When an agreement in principle was reached the following month, the terms included doubling the user fees paid by industry to $595 million over the next five years, which would require the FDA to hire more than 200 full-time employees, including 140 device reviewers, and hire a thirdparty organization to audit the agency’s premarket approval review process.
“I am pleased to be able to report that after extensive negotiations, the user-fee agreement between FDA and industry has been reached and is now awaiting your action,” said David Nexon, Advamed’s senior executive vice president, in his testimony during a Senate committee hearing last week. “We believe this agreement has the potential to help achieve meaningful change in FDA performance through groundbreaking accountability and transparency measures and enhanced FDA resources.”
At the same hearing, Sen. Mike Enzi (RWyo.) described the negotiations as “contentious.”
However, Janet Trunzo, Advamed’s executive vice president of technology and regulatory affairs and the lead negotiator on the user-fee agreement, said Enzi was likely comparing the device user-fee negotiations with the drug program.
“We had a lot of changes to identify,” she said. “It took us longer to reach agreement.”
The Office of Management and Budget signed off on the agreement last month and, following a public comment period that ends in mid-april, the recommendations are expected to be sent to Congress.
Several lawmakers expressed concern at the hearing about the layoffs that would occur if Congress does not approve the agreement.
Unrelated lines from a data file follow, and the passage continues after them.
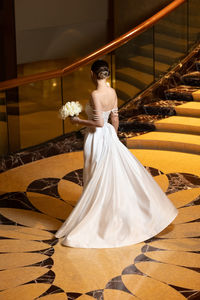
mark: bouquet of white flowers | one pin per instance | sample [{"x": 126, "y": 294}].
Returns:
[{"x": 71, "y": 109}]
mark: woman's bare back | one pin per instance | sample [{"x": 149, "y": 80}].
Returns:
[{"x": 106, "y": 98}]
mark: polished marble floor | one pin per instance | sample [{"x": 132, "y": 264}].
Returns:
[{"x": 36, "y": 197}]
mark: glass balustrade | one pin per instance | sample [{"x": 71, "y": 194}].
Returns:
[{"x": 29, "y": 113}]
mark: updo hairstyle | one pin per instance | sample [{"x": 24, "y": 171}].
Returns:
[{"x": 101, "y": 69}]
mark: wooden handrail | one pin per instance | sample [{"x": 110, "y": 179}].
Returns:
[{"x": 116, "y": 43}]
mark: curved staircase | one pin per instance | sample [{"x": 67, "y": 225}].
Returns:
[{"x": 179, "y": 126}]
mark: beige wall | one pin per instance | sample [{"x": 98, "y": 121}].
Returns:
[
  {"x": 129, "y": 13},
  {"x": 49, "y": 29}
]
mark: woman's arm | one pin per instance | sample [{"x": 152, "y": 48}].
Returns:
[
  {"x": 114, "y": 118},
  {"x": 97, "y": 115}
]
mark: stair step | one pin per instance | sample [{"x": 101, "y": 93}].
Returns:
[
  {"x": 182, "y": 92},
  {"x": 162, "y": 107},
  {"x": 166, "y": 141},
  {"x": 176, "y": 30},
  {"x": 189, "y": 109},
  {"x": 139, "y": 123},
  {"x": 192, "y": 78},
  {"x": 179, "y": 124},
  {"x": 135, "y": 77}
]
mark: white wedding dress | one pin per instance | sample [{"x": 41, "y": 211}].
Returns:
[{"x": 121, "y": 204}]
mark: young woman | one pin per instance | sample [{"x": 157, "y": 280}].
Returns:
[{"x": 121, "y": 204}]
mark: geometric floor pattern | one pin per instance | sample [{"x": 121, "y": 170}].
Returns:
[{"x": 37, "y": 197}]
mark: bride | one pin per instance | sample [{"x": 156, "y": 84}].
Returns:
[{"x": 121, "y": 204}]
Lingering concerns about the FDA’S performance goals under the current user-fee program led Sen. Richard Burr (R-N.C.) to request that the Government Accountability Office look at the issue.
At another hearing, House lawmakers questioned why the agency’s user fees should be doubled if approval times have increased.
The GAO report, which was released last week, found that the time it takes for the FDA to issue final decisions has increased, for both the 510(k) and the more stringent pre-market approval review pathways.
It also reported that the agency inconsistently met performance goals for pre-market approval submissions.
“Questions have been raised as to whether FDA is sufficiently meeting the performance goals and whether devices are reaching the market in a timely manner,” the GAO wrote.
Other organizations say the industry isn’t paying enough.
The Safe Patient Project, an initiative developed by Consumers Union, is calling for stronger oversight of medical devices, as well as an increase in the amount of user fees that the device industry has agreed to pay.
“This money is really needed to keep up with the industry’s growth,” said Lisa Mcgiffert, director of the Safe Patient Project. “We’re concerned it’s not adequate to fund what FDA needs in the next five years.”